Lilian Mwihaki de l'Institut de recherche sur la pêche et la marine au Kenya souligne les avantages du commerce du carbone : « Grâce à la vente de crédits carbone, les pêcheurs disposeront de fonds qu'ils pourront injecter dans la communauté. La communauté de Gazi a pu acheter des livres pour ses écoliers. Ils ont pu acheter du matériel pour leur hôpital. Ils ont été en mesure d'apporter de l'eau à leur communauté. »

Le lancement du projet s'est révélé être un événement de grande importance auquel ont assisté le secrétaire du Cabinet kenyan à l'Environnement, Keriako Tobiko, le conservateur en chef des forêts du Kenya, Julius Mwaura, le scientifique en chef de l'Institut de recherche sur la marine et la pêche du Kenya, James Kairo, et le président de l'Institut de recherche sur la marine et la pêche du Kenya, John Safari Mumba.

Les mangroves sont des écosystèmes rares, spectaculaires et prolifiques situés entre terre et mer. Elles abritent une riche biodiversité et constituent un habitat précieux pour la reproduction des poissons et des crustacés. Les mangroves constituent également une forme de défense côtière naturelle contre les épisodes de tempête, les tsunamis, l'élévation du niveau de la mer et l'érosion.
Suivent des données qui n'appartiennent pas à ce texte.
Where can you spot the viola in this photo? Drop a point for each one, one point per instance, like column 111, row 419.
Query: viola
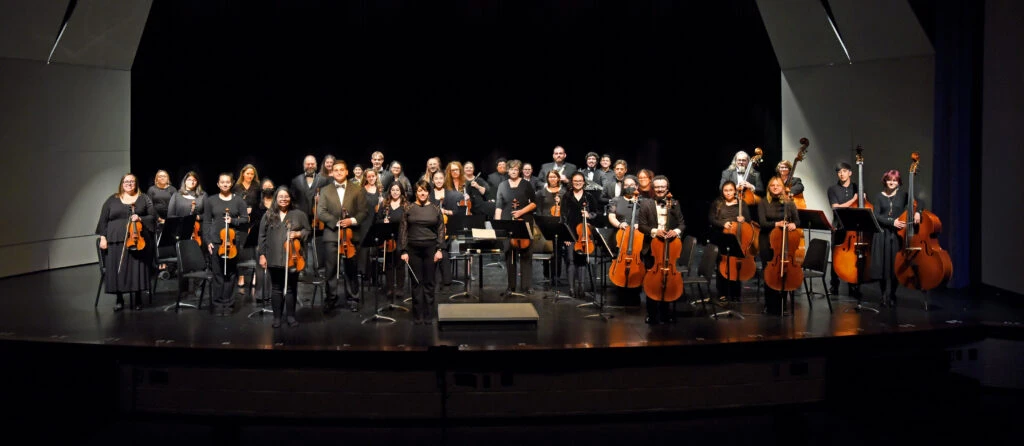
column 922, row 264
column 628, row 270
column 518, row 243
column 345, row 246
column 782, row 273
column 196, row 226
column 851, row 259
column 134, row 239
column 734, row 268
column 227, row 249
column 745, row 194
column 293, row 250
column 584, row 235
column 664, row 282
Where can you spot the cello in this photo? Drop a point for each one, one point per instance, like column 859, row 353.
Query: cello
column 628, row 270
column 852, row 257
column 734, row 268
column 518, row 243
column 745, row 194
column 782, row 273
column 922, row 264
column 663, row 281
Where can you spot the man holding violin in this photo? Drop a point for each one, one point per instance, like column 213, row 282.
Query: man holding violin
column 342, row 208
column 660, row 218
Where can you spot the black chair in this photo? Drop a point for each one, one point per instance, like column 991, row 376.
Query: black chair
column 706, row 271
column 686, row 256
column 815, row 264
column 192, row 265
column 101, row 256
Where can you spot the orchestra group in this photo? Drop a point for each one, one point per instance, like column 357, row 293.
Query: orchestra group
column 334, row 205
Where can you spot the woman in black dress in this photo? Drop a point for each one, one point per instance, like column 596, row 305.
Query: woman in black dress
column 392, row 211
column 279, row 227
column 223, row 208
column 516, row 191
column 421, row 240
column 127, row 270
column 889, row 205
column 773, row 212
column 725, row 212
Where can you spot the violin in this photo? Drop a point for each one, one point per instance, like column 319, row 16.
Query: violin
column 293, row 251
column 782, row 272
column 518, row 243
column 922, row 264
column 388, row 246
column 664, row 282
column 227, row 250
column 745, row 194
column 734, row 268
column 196, row 226
column 851, row 259
column 345, row 246
column 134, row 239
column 317, row 223
column 628, row 270
column 584, row 236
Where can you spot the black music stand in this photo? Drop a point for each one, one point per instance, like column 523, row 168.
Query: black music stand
column 605, row 251
column 459, row 225
column 728, row 247
column 859, row 220
column 514, row 229
column 553, row 229
column 378, row 233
Leurs sols sont des puits de carbone très efficaces, séquestrant de grandes quantités de carbone.

Pourtant, les mangroves disparaissent trois à cinq fois plus rapidement que les forêts, entraînant de graves impacts écologiques et socio-économiques. Les estimations actuelles indiquent que la couverture des mangroves a été réduite de moitié au cours des 40 dernières années.
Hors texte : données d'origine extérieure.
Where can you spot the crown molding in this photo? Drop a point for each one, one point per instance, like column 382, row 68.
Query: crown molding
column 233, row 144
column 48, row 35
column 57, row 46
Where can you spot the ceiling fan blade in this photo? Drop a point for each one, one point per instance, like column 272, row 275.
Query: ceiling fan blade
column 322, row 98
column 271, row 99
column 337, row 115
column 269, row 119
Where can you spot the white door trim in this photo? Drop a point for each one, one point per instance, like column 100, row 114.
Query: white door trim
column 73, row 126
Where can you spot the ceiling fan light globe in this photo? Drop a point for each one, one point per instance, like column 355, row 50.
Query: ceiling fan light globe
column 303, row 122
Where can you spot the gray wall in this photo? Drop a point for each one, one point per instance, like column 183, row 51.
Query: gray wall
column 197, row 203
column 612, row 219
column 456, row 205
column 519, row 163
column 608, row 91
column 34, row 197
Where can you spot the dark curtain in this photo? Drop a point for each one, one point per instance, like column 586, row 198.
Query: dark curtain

« Les estimations de la superficie totale des mangroves dans le monde varient, mais se situent entre 12 et 20 millions d'hectares. Le projet Vanga ne couvre qu'un infime pourcentage de cette zone, mais étant donné leur caractère évolutif, il est possible de reproduire ce genre d'innovations dans le monde entier en y apportant des modifications locales », déclare Gabriel Grimsditch.

La Journée internationale pour la conservation de l'écosystème des mangroves, célébrée le 26 juillet, a été adoptée par la Conférence générale de l'Organisation des Nations Unies pour l'éducation, la science et la culture en 2015.